Les Ombres de Thomas
je-est-un-autre
Je ne comprends pas comment les autres vivent. Je me sens en trop. Aller dehors me tue chaque jour un peu plus. Je ne vois que des ombres, des fumigènes, des visages dissimulés dans des pensées vides, des aveugles. Ça grouille, dans mes os, au fond de moi, ça grouille, dans ma tête, dans mes yeux. L'araignée tisse sa toile dans ma tête. Ça grouille, ça dévore, ça moisit. J'existe dans autrui, je suis autrui. Je ne sais pas pourquoi le monde tourne. J'ai peur de mourir si je m'endors. Je vois des asticots qui dévorent la lumière de vie dans les yeux des gens. J'ai peur qu'ils s'insèrent dans les miens aussi.

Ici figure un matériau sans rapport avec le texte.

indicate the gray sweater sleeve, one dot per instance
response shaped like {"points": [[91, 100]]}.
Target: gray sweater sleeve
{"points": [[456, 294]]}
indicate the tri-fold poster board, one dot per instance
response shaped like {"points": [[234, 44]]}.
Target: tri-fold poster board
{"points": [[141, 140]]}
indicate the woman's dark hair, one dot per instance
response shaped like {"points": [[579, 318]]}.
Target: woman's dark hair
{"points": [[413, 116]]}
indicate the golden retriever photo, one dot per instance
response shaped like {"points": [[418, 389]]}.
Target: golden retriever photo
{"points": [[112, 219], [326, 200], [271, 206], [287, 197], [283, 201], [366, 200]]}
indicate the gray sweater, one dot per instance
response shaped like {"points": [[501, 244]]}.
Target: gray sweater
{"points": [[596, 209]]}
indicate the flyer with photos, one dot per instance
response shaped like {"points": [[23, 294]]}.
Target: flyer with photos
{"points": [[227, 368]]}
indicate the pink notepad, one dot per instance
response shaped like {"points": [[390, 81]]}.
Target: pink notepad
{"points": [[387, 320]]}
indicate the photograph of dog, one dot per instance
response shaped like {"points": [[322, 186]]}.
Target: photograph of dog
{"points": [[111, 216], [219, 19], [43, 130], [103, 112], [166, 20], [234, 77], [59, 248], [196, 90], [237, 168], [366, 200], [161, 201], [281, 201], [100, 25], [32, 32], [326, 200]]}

Si tu les vois, chasse les, arrache moi les yeux, qu'ils n'entrent pas, je ne veux plus que ça grouille.
Je sens que les asticots rentrent dans mes yeux. Pas devenir aveugle. Je ne veux pas aller dans le noir. Ça s'agglutine au cœur de ma pupille. Les gens dans le métro, dans la rue, dans ma tête ne sont plus humains. Ce sont juste des ombres, avec un corps arqué, qui soufflent, qui brûlent, qui suent, qui hurlent, qui beuglent. T'es un sale gosse. Sale gosse sale gueule. Sale gueule sale gosse. Coincé dans le crissement, agonie des machines, de la lumière des bâtiments qui semblent mourir. Et tous ces yeux me révulsent, ces globes oculaires me font trembler. Je sais plus trop où je dois aller, pour qu'enfin ils arrêtent de me fixer. Je déteste cette odeur de tabac froid, de toutes ces cigarettes allumées le soir, j'ai l'impression que tout le monde la sent, et qu'on me trouve répugnant, j'aimerais disparaître dans la fumée de nicotine, mais je me noie dans les palabres de mon imaginaire hystérique.